Identifying Symbolic Communication in a Simulated Teacher-Student Environment
Symbolic communication is an inherent and intuitive aspect of the human experience. In this project, we propose, implement, and run inference on a probabilistic Bayesian model for identifying symbolic communication. We focused on a recently proposed simulated teacher-student environment where we have access to human data. We show several qualitative and quantitative results that compare our model with human judgments. These results suggest that our approach is reasonably effective at identifying symbolic communication with adequate accuracy. We utilize the Gen probabilistic programming framework for the implementation of our model.
Learning to Navigate in Human Crowds
Social robot navigation requires that the robot follows social norms while navigating towards its goal. Current algorithms model pedestrians as independent agents, making the problem computationally intractable and degrading overall performance in dense human crowds.

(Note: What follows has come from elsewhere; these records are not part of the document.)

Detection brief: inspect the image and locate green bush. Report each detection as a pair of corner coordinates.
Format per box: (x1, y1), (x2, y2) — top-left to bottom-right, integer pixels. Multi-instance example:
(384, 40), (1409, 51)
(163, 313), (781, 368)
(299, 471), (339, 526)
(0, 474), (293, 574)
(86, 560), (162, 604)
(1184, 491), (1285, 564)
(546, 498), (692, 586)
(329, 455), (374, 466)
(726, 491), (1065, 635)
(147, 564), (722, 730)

In this work, we explore various ways to enhance the robot’s performance in environments with a higher number of pedestrians and aim to achieve well-behaved scaling. Specifically, we compare different approaches common in the literature such as state reduction, reward shaping, and curriculum learning. We find that the use of curriculum learning closely approximates optimal (human-like) behavior. The report serves as supplemental information, while the presentation includes the results of the experiments including animated visualizations.
Paper Recap: Mapping Language Models To Grounded Conceptual Spaces
This is a presentation I made and presented at an MIT class on large language models by Professor Yoon Kim. The presentation is a recap of the paper "Mapping Language Models to Grounded Conceptual Spaces" which addresses a critical limitation of text-only language models: their lack of grounding, or the ability to connect linguistic representations with real-world referents. Despite this challenge, the paper demonstrates that these models exhibit a robust conceptual understanding, enabling inference and fluent text generation. Our presentation summarizes the key findings of the paper and then introduces original experiments that explore this alignment further. Our results reveal both supporting evidence that confirms the paper’s findings and contrasting outcomes that highlight areas of disagreement.